ROMA TOPLATILARI
Roma, bu seyahatin son durağı. Gecenin bir yarısı düştük yollara. Madrit’in altı demir ağlarla örülü. Deilicias’tan sarı hattaki metroya bindik, koyu mavi hattan geçip, pembe hatla ulaştık iber havaalanına. İberia havayolları valizimi ağır bulunca, ya da Türkçeyi bilmediklerinden nasibimizde gümrük önünde valiz açmakta varmış(!) Otel güzel olsa da Roma merkeze uzak olunca, bizlere metrosunu ve belediye otobüs duraklarını öğrenmek kaldı. 508 Mamoli durağı ve B metrosu.
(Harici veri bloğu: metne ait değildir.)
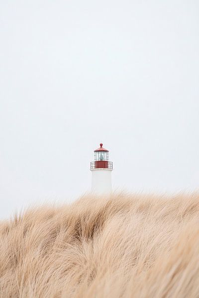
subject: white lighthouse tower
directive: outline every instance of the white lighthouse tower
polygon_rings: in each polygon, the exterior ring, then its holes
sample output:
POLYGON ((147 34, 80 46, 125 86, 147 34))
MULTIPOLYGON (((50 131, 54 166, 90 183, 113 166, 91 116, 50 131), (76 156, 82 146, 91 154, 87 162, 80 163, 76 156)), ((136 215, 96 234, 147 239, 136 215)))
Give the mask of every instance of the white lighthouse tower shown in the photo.
POLYGON ((91 162, 92 173, 91 191, 97 194, 110 193, 112 191, 112 162, 108 161, 108 150, 103 144, 94 151, 95 161, 91 162))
Merkezin tarihi dokusu olduğu gibi korunmuş. Bir tane rastlamadık yakın yüzyıla ait bina. Oysa biz biraz döküldü mü yıkar yeniden yaparız. Oysa yeniyi eskiten zamandır. Restore etmeliyiz yaşamımızı!.. Geçmişin üzerine bina etmedikçe temelsizlik yıkar yok eder, zamanın karşısındaki değişkenlikler. Hayat uzun ve düz bir yürüyüş olmadıkça zor olmaz mı yaşam. Geride bıraktığın güzel birikintiler bir mană ifade etse gerek. Sessiz gemilerde hüzün bırakıp gitseler de limana, unutulmuşluk yok eder. Bazen var olanlar yok olmanın cazibesini hissetmek ister. Unutulanlar değersizliklerinden olmasa gerek. İz bırakmayı herkes arzu eder de, önemli olan bırakılanı görmek, değer vermek, ya da bilmek asıldır. Romalıların bıraktığı taş yığınlar olmasa gerek, bunca insanı çeken. Sokaklara, binalara bırakılan görünmez frekanstaki yaşanmış izler. Roma’nın gücü, Closium’daki vahşetin izlerinin ne anlamı var. Ya da senato binasında aranan ne, geçmişe özlem mi? Kendi geçmişlerimizin ötesinde ki aranan, sevginin güzellikleri, gücün, sahip olmanın ve hükmetmenin izleridir. Bilinenlerin öğrenmenin cazibesi olmasa gerek, daima bilinmeyenlere özlem. Saklananlar, çatıda, merdiven altlarında gerçek dünyaların güzelliklerini gösterendir. Size düşen, onu anlamaya, görmeye çalışmaktır. Saklananın maddi değerini görmek, en büyük aymazlıktır. Saklayanın gözüyle görmedikçe de, onun verdiği manăyı anlamadıkça, bakmanın anlamı yok. Kaldığımız şu üç günlük Roma’da saklananları tam göremedik. O kadar çok yabancı vardı ki, hele eski Roma’lıları hiç göremedik. Sanki son yüzyılın gençliği işgal etmiş, ihtiyarlar suskun ve sessiz bir kenarda, metroda ve Roma sokaklarında.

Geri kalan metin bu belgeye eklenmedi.